Как наяву представив его пинок, я снова, будто защищаясь, вскинул руку. Ободранные пальцы неосторожно коснулись разбитого виска. От боли я издал тяжелый стон. Опасаясь выстрела, еще плотнее прижался к земле. Щека коснулась чего-то теплого, влажного… Я не сразу догадался, что это откушенные пальцы японца.
А луна светит ярко, ослепительно. Враг не может не видеть меня! Он где-то тут! И я вскочил, но, обессилев, снова рухнул на землю.
Выстрела не последовало. Все так же держалось над степью безмолвие. «Может, он убежал?» — ободрял я себя догадкой. Бред не выходил из головы. Японец где-то здесь!
Как в воздушном бою, я осмотрелся. Никого. И что есть силы закричал:
— Эй, выходи!
Но даже эхо, как в открытом море, не отозвалось на мой крик. Это был не вызов врагу, а жалобный стон еле живого человека. Голова кружилась, глаза заволакивал мрак, и только слух напрягался, ожидая услышать вражеский шорох. Но ничто не нарушало тишину.
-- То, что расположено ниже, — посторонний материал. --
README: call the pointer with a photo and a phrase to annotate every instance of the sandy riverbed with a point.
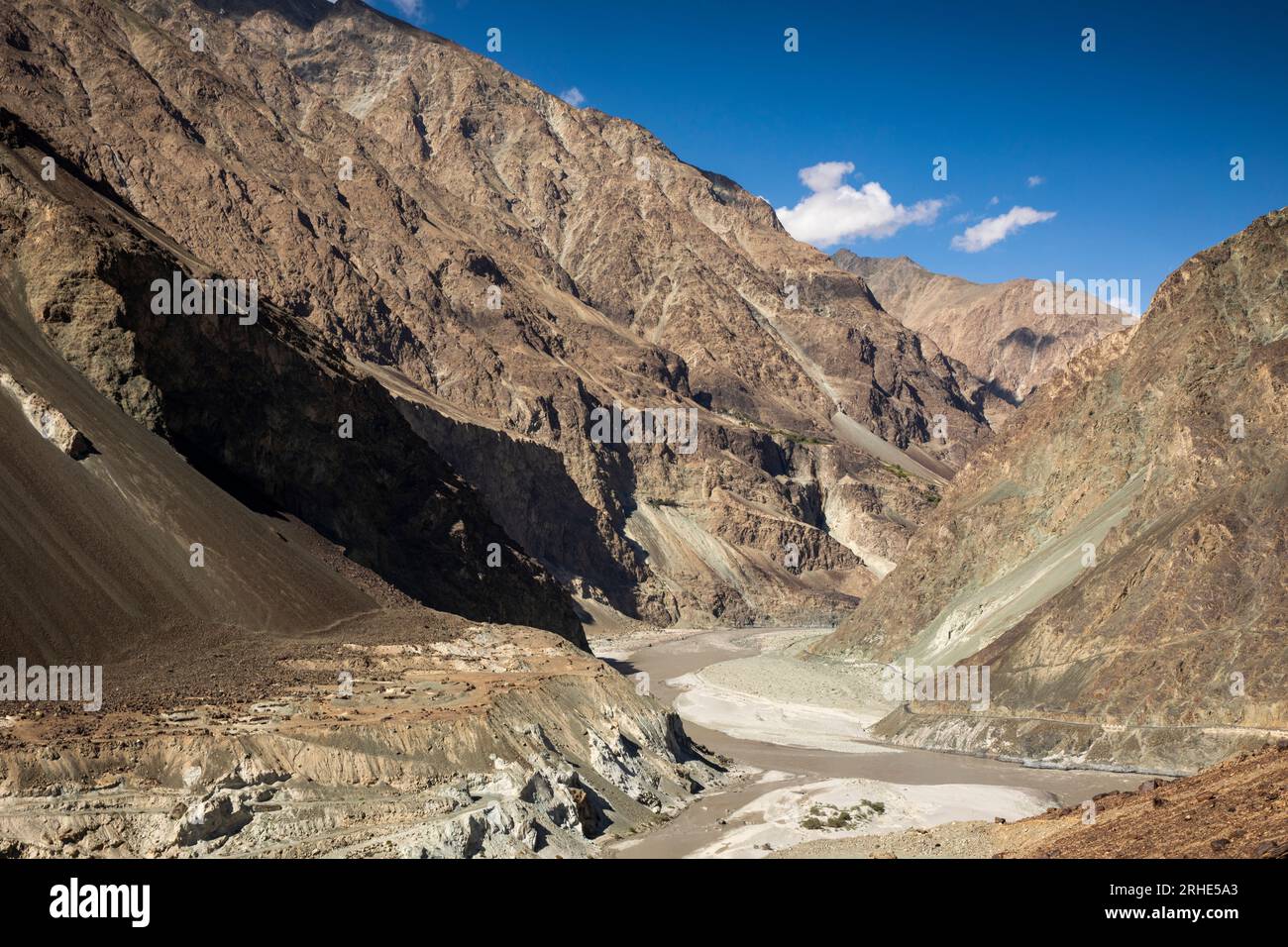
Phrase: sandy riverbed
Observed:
(799, 731)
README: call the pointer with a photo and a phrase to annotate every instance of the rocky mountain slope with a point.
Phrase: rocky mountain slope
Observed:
(1116, 556)
(992, 328)
(505, 264)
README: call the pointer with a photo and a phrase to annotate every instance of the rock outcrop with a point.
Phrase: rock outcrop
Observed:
(1116, 556)
(507, 265)
(997, 330)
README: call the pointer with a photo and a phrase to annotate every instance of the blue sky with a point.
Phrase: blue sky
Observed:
(1128, 146)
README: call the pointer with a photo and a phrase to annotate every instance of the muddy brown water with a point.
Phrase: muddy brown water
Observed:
(699, 823)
Я тяжело встал и, пошатываясь, направился к самолету.
При свете полной луны степь просматривалась далеко, ночная прохлада освежала. Снять компас с самолета оказалось не под силу. Разбитые пальцы ни к чему не могли прикоснуться. Левая рука не слушалась, поясница сгибалась с трудом.
Я поспешил уйти прочь от страшного места.
При ходьбе возбуждение стало проходить, но боли в голове, пояснице и груди становились острее. Я стал задыхаться и уже с трудом передвигал ноги. Совсем обессилев, остановился и лег. Звезды и луна колыхались. Страшно кружилась голова. Полное безразличие ко всему сковало меня.
На этот раз очнулся от мягкого тепла, обдавшего мне лицо. Но не тепло, огонь пышет в лицо. Что такое? Горю в самолете? Душно! Что-то мягкое лезет в рот… Звериная морда облизывает мои губы, нос… «Марзик!» — я вспоминаю собаку, которая была у меня в детстве.
В пятом и шестом классах я учился в Городце Горьковской области. От нашей деревни это пятнадцать километров. Каждый понедельник с четвертью молока и караваем хлеба (питание на неделю) я спозаранку уходил из дому в город. Особенно трудно было зимой, когда пробирался ночью по снежным сугробам, в метель и пургу.
Однажды взял с собой Марзика. Не успел отойти от деревни и пяти километров, как собака опасливо завыла и прижалась ко мне. Я наклонился и, успокаивая, погладил ее. В тот же миг, невесть откуда взявшись, на дороге замелькали зеленые шары. Это были волки. Волки сбили меня с ног. Собака резко взвизгнула.